While having an identifier of some sort sounds like a good idea and would, undoubtedly, be embraced by some; I could see a huge hugh and outcry of descrimination by others ..... some people are just not open to letting the world in on their private lives and just don't want to share their woes with anyone - let alone unknown travelling public. Myself, I don't have a problem just out and out saying, when in a store, a business office, a restaurant, an airport or wherever my husband is with me and we are having to interact with someone on some level ..... "excuse me, my husband has Alzheimers so please speak a little slower, a little clearer ........." or whatever request is needed. It's amazing the positive response I've received in every instance I've done this. Most often I just say it directly to the person I'm needing to address and in a low tone of voice so my husband isn't embarrassed and the rest of the world, surrounding us, isn't privy to my request .......... try it ...... it works :)

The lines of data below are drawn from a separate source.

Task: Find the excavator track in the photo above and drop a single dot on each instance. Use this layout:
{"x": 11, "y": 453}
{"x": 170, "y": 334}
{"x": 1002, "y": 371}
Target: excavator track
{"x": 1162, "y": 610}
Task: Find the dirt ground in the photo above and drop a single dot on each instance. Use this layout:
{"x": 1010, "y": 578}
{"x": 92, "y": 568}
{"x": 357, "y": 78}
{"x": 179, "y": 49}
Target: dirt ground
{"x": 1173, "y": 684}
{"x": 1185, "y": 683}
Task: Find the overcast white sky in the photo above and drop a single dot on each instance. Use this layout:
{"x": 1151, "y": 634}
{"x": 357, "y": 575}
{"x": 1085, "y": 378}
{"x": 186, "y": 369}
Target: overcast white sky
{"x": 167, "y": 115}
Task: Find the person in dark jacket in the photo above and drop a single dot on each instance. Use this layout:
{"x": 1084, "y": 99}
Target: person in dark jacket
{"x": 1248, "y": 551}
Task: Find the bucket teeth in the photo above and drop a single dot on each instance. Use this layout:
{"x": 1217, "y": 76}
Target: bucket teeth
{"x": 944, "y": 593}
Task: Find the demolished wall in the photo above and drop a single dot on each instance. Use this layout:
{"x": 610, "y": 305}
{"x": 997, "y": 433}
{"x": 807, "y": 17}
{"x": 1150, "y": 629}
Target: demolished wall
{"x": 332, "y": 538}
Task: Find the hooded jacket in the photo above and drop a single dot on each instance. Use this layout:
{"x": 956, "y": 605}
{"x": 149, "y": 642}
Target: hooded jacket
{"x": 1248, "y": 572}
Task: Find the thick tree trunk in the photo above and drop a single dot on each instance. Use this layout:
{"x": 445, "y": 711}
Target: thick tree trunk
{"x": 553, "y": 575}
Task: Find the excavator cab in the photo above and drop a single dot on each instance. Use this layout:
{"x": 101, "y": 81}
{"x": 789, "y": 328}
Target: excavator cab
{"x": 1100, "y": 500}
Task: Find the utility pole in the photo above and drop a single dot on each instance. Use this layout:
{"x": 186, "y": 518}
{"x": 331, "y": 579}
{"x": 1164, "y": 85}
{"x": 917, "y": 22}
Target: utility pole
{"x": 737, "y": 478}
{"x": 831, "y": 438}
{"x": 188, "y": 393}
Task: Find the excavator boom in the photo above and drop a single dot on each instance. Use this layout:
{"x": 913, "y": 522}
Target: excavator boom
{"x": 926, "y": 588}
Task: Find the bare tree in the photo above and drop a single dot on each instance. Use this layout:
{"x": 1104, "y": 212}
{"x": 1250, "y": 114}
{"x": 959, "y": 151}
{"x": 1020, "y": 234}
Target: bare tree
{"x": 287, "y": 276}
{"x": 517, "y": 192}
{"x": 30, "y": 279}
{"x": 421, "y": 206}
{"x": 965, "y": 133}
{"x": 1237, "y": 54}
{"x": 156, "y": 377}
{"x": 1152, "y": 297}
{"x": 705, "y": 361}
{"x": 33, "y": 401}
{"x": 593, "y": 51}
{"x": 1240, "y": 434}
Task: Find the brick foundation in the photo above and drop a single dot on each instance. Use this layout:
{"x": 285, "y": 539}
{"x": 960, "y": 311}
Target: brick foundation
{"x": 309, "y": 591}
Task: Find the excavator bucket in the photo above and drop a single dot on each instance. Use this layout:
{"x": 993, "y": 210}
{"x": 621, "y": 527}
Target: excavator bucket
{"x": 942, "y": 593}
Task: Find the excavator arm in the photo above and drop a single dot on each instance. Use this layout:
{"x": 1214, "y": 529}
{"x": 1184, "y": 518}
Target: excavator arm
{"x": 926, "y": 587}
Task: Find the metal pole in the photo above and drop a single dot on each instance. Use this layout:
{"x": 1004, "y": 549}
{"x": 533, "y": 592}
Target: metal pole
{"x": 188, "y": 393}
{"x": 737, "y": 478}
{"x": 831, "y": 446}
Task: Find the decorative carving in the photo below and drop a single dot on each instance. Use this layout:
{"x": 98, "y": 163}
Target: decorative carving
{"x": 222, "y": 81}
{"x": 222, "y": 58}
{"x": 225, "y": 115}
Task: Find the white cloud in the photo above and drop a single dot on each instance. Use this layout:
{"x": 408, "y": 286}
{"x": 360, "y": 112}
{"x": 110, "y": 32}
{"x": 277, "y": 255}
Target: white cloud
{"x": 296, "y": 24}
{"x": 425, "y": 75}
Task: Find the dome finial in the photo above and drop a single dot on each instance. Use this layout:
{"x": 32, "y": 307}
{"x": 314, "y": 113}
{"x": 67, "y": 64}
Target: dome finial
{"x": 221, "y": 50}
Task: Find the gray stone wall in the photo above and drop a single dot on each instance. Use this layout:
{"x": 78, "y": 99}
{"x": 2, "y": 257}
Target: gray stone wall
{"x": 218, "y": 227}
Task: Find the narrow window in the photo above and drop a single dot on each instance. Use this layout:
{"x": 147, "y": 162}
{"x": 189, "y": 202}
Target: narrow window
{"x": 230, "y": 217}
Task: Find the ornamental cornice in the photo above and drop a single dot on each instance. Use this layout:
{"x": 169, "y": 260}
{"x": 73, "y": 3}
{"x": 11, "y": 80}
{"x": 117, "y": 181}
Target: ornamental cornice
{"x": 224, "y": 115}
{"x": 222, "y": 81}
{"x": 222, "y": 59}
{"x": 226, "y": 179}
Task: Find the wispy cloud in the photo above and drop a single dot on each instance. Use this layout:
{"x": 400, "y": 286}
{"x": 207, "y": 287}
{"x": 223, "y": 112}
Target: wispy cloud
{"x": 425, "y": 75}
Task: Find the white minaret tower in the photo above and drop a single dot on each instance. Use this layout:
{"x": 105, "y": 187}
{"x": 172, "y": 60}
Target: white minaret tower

BTW, I've also done this when we've needed the use of a restroom and there is just one female and one male, single occupancy ...... I simply go to who ever is in charge of the area, state my need to accompany my husband into the cubicle and have always received permission to do so - they most often just say 'oh sure, just lock the door' and you'll be fine.
It's amazing how often we can work around an issue with just a little letting down of our defences and sharing of our issues.
ditto Bar-bra.! i went yrs covering up symptoms in public. now i tell everyone and get the same sympathetic and usual helpful response. it just makes life easier -divvi
I don't have to tell anyone about my DH - HE DOES! I asked him once why he told everyone he meets and he said -well, it's a disease and it may affect what I say or do, and if I'm in contact with them - they need to know! Most of the time he has such a good outlook - at 86! Says it's not going to get him down (but it does sometimes).
briegull-when I copied and pasted your web it said did not match any documents-what did I do wrong? Now I'm really confused-hit search again and the cartoon came up-any ideas why??
For anything and everything you need to know about traveling with an AD spouse, go to "previous blogs" on the home page - www.thealzheimerspouse.com, and click on Blog #41 - "Traveling with an AD Spouse." There is a wealth of information in there.
bluedaze, I have found when I copy and paste a http address I have to do it in the main address spot. The other two places usually won't take it. I had the same problem.
Well, by now you all know we're back. I have to share some stuff with you about our trip. I toldyou how he said he was going to be obnoxious at our son's place. Well, FYI, butter wouldn't have melted in his mouth the whole time. He was anxious to get home.
When we got our boarding passes at SEA/TAC, our seats were separated by several aisles. I went to the desk and told the attendant that he has AD and could she seat us together. She couldn't have been more accomodating. She gave us two seats together in business class and didn't charge me. How cool is that?
When we went to leave Denver for Springfield, same thing. But this time it was one of those smaller express planes. He got on first and started talking to the attendant. She said "Are you two together?" I said we were and she said "well, I think I'll just have you both sit right here (3rd row). She recognized it. I felt pretty good about that.
All in all the trip was good. The family was great and we had a wonderful time.